Genetic estimation of biogeographical ancestry. C.L. Pfaff, E.J. Parra, M.D. Shriver. Pennsylvania State University, University Park, PA.
Ethnicity is comprised of both biological and cultural components. Biogeographical ancestry (BGA) refers to the component of ethnicity that is biologically determined and can be estimated using genetic markers that have distinctive allele frequencies for the populations in question (referred to as population-associated alleles - PAAs). We have developed a method that uses a maximum likelihood (ML) approach to estimate the primary population source(s) of an unknown DNA sample. Once the potential source populations have been narrowed to the two or three populations with the highest log likelihood ratios (LLR), individual admixture proportions are estimated for the multilocus genotype observed in order to characterize the proportional ancestry of the sample.
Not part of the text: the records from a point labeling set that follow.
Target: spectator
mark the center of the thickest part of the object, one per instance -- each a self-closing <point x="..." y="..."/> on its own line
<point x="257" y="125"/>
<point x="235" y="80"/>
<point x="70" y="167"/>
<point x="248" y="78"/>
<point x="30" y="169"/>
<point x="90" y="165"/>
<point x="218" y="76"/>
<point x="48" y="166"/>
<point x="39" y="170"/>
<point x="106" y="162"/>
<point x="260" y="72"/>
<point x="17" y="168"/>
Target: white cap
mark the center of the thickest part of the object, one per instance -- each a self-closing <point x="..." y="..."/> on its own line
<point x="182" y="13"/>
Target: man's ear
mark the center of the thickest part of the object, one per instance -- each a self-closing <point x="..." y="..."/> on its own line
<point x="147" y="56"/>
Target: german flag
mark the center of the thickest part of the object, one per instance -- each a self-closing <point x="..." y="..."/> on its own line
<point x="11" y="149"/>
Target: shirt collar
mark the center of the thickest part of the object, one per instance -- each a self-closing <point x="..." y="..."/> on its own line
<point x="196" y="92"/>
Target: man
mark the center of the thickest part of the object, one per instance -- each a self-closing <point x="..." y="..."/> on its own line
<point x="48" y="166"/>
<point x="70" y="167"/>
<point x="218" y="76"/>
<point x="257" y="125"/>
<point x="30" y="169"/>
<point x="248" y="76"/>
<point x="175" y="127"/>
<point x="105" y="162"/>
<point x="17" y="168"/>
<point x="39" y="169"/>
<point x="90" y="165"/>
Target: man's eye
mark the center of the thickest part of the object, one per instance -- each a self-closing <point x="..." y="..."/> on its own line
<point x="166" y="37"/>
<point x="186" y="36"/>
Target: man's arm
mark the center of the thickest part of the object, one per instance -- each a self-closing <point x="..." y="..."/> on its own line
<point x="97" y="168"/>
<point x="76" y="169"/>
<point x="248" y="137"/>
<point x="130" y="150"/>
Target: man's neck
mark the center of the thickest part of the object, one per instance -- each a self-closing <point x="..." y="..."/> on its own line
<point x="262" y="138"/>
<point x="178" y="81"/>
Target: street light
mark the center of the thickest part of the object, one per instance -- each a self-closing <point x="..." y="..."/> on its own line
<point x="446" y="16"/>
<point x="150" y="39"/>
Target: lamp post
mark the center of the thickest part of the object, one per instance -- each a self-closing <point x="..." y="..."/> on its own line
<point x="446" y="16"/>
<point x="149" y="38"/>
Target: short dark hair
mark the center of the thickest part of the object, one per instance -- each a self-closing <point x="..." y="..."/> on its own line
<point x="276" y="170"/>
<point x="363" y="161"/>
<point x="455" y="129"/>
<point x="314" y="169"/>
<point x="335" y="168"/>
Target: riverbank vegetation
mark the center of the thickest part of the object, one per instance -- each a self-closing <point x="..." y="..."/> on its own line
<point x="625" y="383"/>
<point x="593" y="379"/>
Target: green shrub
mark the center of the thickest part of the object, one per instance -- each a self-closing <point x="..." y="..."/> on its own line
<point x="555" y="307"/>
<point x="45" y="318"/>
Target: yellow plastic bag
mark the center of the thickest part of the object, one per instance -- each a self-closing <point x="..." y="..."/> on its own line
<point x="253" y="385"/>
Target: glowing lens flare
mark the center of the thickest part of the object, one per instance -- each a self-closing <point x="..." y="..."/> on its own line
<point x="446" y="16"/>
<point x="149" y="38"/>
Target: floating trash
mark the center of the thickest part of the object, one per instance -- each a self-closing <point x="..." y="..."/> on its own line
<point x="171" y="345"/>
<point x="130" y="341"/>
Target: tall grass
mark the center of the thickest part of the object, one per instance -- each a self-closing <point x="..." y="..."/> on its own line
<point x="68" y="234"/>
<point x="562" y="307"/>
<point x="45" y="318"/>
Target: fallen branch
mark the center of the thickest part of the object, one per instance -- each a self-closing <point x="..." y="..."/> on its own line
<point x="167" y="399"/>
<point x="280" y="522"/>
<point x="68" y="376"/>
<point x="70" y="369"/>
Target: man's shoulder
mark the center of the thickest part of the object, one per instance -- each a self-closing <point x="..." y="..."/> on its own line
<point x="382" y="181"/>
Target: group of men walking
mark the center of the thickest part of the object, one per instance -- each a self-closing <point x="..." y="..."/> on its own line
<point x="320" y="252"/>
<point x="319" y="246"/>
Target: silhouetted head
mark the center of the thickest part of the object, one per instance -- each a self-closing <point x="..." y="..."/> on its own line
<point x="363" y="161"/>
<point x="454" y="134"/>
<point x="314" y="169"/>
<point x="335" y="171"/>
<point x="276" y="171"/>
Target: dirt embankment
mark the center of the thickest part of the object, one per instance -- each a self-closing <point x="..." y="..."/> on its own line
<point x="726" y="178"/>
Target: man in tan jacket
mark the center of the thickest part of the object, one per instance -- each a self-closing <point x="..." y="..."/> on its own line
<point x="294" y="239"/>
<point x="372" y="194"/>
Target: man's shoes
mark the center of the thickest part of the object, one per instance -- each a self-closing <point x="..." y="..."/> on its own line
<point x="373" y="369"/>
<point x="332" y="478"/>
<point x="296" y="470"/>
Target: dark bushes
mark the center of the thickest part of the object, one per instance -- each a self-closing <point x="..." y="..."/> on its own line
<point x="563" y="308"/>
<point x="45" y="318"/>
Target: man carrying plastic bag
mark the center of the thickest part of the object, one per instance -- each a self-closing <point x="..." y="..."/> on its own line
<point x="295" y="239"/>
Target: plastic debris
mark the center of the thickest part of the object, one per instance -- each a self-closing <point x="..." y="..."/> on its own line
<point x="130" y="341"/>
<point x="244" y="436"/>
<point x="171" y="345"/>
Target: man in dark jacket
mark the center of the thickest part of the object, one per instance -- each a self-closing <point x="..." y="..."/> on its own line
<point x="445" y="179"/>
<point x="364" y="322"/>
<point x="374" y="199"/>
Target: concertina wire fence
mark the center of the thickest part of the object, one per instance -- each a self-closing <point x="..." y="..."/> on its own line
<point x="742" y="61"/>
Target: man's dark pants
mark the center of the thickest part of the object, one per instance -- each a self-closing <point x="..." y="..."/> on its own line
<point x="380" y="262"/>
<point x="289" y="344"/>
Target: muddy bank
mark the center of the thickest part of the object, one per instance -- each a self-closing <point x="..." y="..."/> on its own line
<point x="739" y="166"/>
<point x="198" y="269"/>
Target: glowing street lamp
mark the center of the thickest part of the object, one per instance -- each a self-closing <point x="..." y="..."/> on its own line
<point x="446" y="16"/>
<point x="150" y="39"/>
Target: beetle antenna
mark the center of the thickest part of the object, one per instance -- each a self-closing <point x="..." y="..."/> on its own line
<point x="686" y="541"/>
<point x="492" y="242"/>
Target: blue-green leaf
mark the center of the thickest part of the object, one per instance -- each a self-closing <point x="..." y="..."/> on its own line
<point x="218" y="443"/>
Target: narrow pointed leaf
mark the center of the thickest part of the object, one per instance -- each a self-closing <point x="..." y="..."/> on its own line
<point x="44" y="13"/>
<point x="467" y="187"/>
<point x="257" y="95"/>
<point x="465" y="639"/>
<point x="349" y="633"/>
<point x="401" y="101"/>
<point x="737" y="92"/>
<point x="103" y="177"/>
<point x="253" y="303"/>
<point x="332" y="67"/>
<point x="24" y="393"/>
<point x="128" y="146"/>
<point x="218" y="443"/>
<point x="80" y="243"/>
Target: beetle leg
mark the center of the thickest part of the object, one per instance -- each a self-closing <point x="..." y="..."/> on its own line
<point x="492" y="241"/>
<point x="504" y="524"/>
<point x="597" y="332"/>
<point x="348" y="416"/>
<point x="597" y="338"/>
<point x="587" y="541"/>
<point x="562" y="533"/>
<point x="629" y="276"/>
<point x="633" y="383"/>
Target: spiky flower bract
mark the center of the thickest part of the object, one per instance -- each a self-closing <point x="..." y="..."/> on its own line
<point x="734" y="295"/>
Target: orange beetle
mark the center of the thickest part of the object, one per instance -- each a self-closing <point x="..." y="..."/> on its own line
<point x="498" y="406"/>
We have explored the potential of this method by examining the multilocus genotypes of African, European, and African-American DNA samples using a panel of 10 PAAs that have high allele frequency differences between Africans and Europeans. In each of the 906 African and European samples BGA was correctly estimated using a maximum likelihood approach. In 863 cases the LLR for the estimation was > 3 (avg. LLR = 4.7), indicating a strong confidence in the estimation of ancestry. However, as expected, the ML estimate is less precise for African-American samples. In these cases the inaccurate and low-confidence estimates tend to be for individuals with relatively high admixture proportions, making population distinctions more difficult. A second source of inaccuracy is the relatively low number of informative markers currently available. In order to examine this cause, we simulated 2000 individuals with multilocus genotypes at 20 loci. Of these, ancestry estimation was correct in every case, and only 2 individuals had LLR <3. While the utility of this method is currently limited by the restricted number of PAAs available for various populations, it is clear that as larger numbers of ancestry-informative markers become available, estimation of BGA may become a powerful tool for the elucidation of an individual's genetic and population history, as well as the identification of unknown samples in forensic cases.